Le vice caché résultant d’un défaut de conception, le tribunal a estimé la société AXE EQUIPEMENT, vendeur intermédiaire, fondée à rechercher la garantie de la société A B, fabricant et vendeur initial.
La SAS A B a interjeté appel par déclaration du 7 décembre 2017.
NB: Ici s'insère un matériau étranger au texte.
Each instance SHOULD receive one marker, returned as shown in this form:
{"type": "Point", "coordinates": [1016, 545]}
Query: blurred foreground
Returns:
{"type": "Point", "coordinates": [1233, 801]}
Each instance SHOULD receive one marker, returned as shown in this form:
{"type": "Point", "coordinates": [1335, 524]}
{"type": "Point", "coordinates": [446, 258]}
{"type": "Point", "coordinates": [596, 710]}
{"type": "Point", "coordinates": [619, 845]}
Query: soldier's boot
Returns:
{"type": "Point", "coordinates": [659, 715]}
PRÉTENTIONS ET MOYENS DES PARTIES
Par ses dernières conclusions transmises par voie électronique le 16 mai 2019, la SAS A B demande à la cour de :
«'- juger l’appel interjeté par la société A B à l’encontre d’un jugement rendu le 4 septembre 2017 par le tribunal de grande instance de DIJON recevable et bien fondé ;
Y faire droit, en conséquence ;
Statuant à nouveau,
— infirmer ledit jugement en toutes ses dispositions ;
— juger l’action engagée par GROUPAMA GRAND EST à l’encontre de la société A B irrecevable ;
à défaut :
— dire que GROUPAMA GRAND EST ne rapporte pas la preuve d’un vice caché préexistant à la vente au sens de l’article 1641 du code civil ;
— dire que GROUPAMA GRAND EST ne rapporte pas non plus la preuve d’un défaut de conformité à la directive 2006/42/CE ;
— dire que GROUPAMA GRAND EST ne rapporte pas la preuve d’une faute contractuelle ou délictuelle imputable à la société A B ;
— dire que GROUPAMA GRAND EST ne peut pas se prévaloir de la responsabilité du fait des produits défectueux régie par les articles 1386-1 et suivants du code civil ;
en conséquence :
— débouter GROUPAMA GRAND EST de l’intégralité de ses demandes ;
À titre reconventionnel,
— condamner GROUPAMA GRAND EST à payer à la société A B la somme de 10 000 euros à titre de dommages-intérêts pour procédure abusive ;
— condamner GROUPAMA GRAND EST à payer à la société A B la somme de 10 000 euros au titre des frais irrépétibles par application de l’article 700 du code de procédure civile ;
— condamner GROUPAMA GRAND EST aux entiers dépens, en ce compris les dépens de référé (ordonnance de référé n°13/00450 du 17/12/2013) et de première instance, ainsi que les frais d’expertise judiciaire, et accorder à Maître D E le droit prévu à l’article 699 du code de procédure civile.»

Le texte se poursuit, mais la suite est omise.